Oklahoma Outfielder Steele Walker became the team's second-round pick, taken 46th overall despite being listed as the No. 30 Draft prospect by MLB Pipeline. Walker's Sooners were eliminated by Mississippi State on Monday, but No. 3 Oregon State easily advanced to the NCAA Super Regionals with a 12-0 victory over LSU Sunday. Madrigal finished 2-for-5 with one run scored and two stolen bases, and was named Most Outstanding Player in the Corvallis Region.
In his "welcome to the White Sox" call, general manager Rick Hahn encouraged Madrigal to finish business and get Oregon State a championship ring before getting things worked out with the White Sox and helping them do the same.

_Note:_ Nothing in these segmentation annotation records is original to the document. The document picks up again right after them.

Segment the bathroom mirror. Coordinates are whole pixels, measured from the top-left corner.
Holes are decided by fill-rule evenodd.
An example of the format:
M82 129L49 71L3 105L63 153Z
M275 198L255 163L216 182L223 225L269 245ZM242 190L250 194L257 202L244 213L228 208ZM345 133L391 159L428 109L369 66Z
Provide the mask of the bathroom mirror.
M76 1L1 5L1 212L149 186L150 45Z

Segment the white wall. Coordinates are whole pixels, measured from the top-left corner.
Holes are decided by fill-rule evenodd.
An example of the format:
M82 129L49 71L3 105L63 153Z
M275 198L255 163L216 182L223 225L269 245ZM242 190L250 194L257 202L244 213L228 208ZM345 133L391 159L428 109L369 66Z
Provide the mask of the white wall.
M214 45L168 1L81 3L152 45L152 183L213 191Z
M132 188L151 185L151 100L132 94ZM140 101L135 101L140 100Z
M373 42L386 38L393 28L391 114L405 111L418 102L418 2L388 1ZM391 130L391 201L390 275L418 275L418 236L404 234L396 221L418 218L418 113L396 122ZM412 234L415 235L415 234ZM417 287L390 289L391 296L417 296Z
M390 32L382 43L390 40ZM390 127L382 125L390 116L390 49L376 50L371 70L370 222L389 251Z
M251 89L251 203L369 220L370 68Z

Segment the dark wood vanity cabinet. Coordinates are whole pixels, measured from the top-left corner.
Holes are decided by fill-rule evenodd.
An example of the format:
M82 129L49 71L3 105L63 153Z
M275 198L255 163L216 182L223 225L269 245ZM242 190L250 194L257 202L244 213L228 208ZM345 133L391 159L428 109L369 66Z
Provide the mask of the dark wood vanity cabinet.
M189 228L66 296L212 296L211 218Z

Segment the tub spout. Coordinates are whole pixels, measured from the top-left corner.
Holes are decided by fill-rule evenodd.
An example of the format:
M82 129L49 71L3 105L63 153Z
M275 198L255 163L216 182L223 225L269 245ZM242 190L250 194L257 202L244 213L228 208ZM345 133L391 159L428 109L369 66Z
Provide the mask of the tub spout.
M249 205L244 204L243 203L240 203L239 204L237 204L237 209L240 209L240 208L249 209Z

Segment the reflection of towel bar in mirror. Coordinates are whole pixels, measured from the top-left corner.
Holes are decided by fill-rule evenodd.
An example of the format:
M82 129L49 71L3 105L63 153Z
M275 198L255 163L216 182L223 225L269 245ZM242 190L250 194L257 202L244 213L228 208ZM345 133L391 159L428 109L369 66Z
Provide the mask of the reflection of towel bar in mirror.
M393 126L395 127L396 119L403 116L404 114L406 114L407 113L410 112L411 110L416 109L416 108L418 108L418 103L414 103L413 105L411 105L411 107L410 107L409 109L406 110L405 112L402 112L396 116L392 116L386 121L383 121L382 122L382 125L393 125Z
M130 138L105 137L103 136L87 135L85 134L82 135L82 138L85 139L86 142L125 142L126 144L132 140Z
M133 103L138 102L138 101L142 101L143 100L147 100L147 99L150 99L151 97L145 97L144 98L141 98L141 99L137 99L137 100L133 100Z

Madrigal is batting .406 with seven doubles, four triples, three home runs, 32 RBIs, 32 runs scored, 11 stolen bases, a .470 on-base percentage, .586 slugging percentage and 1.000 fielding percentage in 32 games this season. He missed a portion of the season due to a left wrist injury but is ranked by MLBPipeline.com as the No. 3 prospect in the draft, striking out a mere five times in 133 at-bats.
"He's one of the more advanced guys in the draft class just through the fact that his hit tool is so premium," Hostetler said. "His bat-to-ball skills are second to none in this class.

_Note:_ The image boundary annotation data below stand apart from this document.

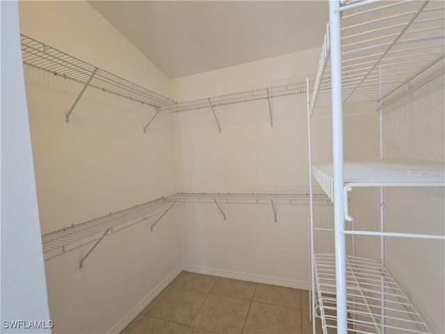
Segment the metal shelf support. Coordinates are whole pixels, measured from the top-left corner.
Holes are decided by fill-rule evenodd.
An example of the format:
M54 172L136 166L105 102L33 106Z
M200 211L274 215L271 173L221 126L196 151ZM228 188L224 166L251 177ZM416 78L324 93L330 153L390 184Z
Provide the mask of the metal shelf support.
M273 127L273 118L272 116L272 102L270 101L270 94L269 93L269 88L267 88L267 102L269 105L269 116L270 116L270 127Z
M224 217L224 220L225 221L225 214L224 214L224 212L222 211L222 209L221 209L221 207L220 207L220 205L218 204L218 202L216 202L216 200L215 198L213 198L213 202L215 202L215 204L216 205L218 208L220 209L220 212L222 214L222 216Z
M95 70L92 71L92 73L91 73L91 75L90 76L90 78L88 79L88 81L86 81L86 84L85 84L85 86L83 86L83 88L81 90L81 93L79 93L79 95L77 95L77 98L74 101L74 103L73 103L72 106L71 106L71 108L70 108L70 110L68 111L68 112L67 113L67 114L66 114L66 116L65 117L65 121L67 123L70 123L70 116L71 115L71 113L72 113L72 111L74 110L74 107L76 106L76 104L77 104L77 102L79 102L79 100L81 99L81 97L83 95L83 93L85 93L85 90L88 86L88 85L90 85L90 83L91 82L91 80L92 80L92 78L94 78L95 75L96 75L96 73L97 73L97 71L99 71L99 67L95 67Z
M152 225L150 226L150 232L153 232L153 228L156 225L156 224L158 223L158 222L162 219L162 218L167 214L167 212L168 212L170 211L170 209L173 207L173 205L175 205L175 202L173 202L172 203L172 205L168 207L168 209L167 209L165 211L163 212L163 213L161 215L161 216L159 218L158 218L158 219L154 222L154 223L153 225Z
M144 134L147 133L147 128L148 127L148 126L152 124L152 122L153 122L153 120L154 120L154 118L156 118L156 116L158 116L158 114L159 113L159 111L161 111L161 107L159 106L156 106L156 113L154 115L153 115L153 117L152 117L152 118L150 119L150 120L149 120L148 123L147 123L147 125L145 125L144 127Z
M82 268L83 268L83 261L85 261L85 260L90 255L90 254L91 254L91 252L94 250L94 249L97 246L99 243L102 241L102 239L105 237L106 234L108 234L108 232L112 230L113 230L113 228L110 228L106 231L105 231L105 233L104 233L102 236L99 239L99 240L97 240L96 243L93 245L93 246L91 247L90 250L88 250L88 253L87 253L86 255L83 257L82 257L82 260L81 260L81 261L79 262L79 269L81 269Z
M221 127L220 127L220 122L218 121L218 118L216 118L216 114L215 113L215 109L213 108L213 106L211 104L211 101L210 101L210 99L209 99L209 103L210 104L210 108L211 108L211 112L213 113L213 117L215 118L215 120L216 121L216 125L218 125L218 129L220 133Z
M277 207L273 202L273 200L270 200L270 203L272 203L272 209L273 210L273 216L275 217L274 221L277 223Z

"We got who we felt was the best baseball player in the Draft this year. He is a high-contact, high-on-base guy. He plays with tremendous energy. Makeup is second to none. It's a leadership quality I have not seen in a player in a long time both on the field and off the field the way he goes about his business. His teammates idolize him."
The 5-foot-7, 165-pound Madrigal, who bats right-handed, was named to the Pac-12 All-Conference and All-Defensive teams, and is a Third-Team All-America selection by Baseball America. He is a semifinalist for the USA Baseball Golden Spikes and Dick Howser Awards.
According to Baseball Reference's records dating back to 1965, the dawn of the June amateur Draft, there have been 272 first-rounders drafted as a middle infielder during that time. The only one of them officially listed at 5-foot-8 or shorter is the 5-foot-7 Joey Cora, who was taken 23rd overall by the Padres in 1985.
But size doesn't matter in Madrigal's mind.
"I like to say I'm 5-8, but it's better to say I'm 5-7, right around there," Madrigal said. "Baseball's one of those games where height really doesn't matter at all. When I take the field, I never think that at all.
"It never pops in my mind, my height, my game or anything like that. I feel confident in how much work I put in in the offseason, in practice, so when I get in the game, I feel comfortable. I feel like I'm the biggest guy out there, no matter my size. That's something I've always tried to do when I take the field, ever since I was younger."
Madrigal marks the second straight infielder taken by the White Sox with their first pick, with third baseman Jake Burger being selected 11th overall in the 2017 Draft. White Sox scout Mike Gange recommended Madrigal, whose pick has a slot value of $6,411,400.
"It's definitely a special moment, not only for myself but for my family, my hometown, my teammates," said Madrigal, whose teammate Trevor Larnach was taken by the Twins at No. 26 during his conference call, setting off much celebration in the background. "I can't thank all of them enough."
"I've said a thousand times these guys are years away from being ready at the Major League level so we can't worry about who is there, playing second base and shortstop at this time," Hostetler said. "Hopefully, Rick Hahn and Ricky Renteria have tough decisions to make in three or four years."
Hostetler envisions Madrigal getting to Class A Winston-Salem this season, playing second, shortstop and even a little third base. The left-handed-hitting and left-handed throwing Walker, 21, will be a center fielder after hitting .352 with a 1.047 OPS, 13 homers and 53 RBIs this season.
"Another one, his teammates love him," Hostetler said. "He has a flair about his game that is second to none. It's a fun product to watch. He gets after it, he's very confident, a very composed kid. We felt he was a first-round talent that got down to the second round."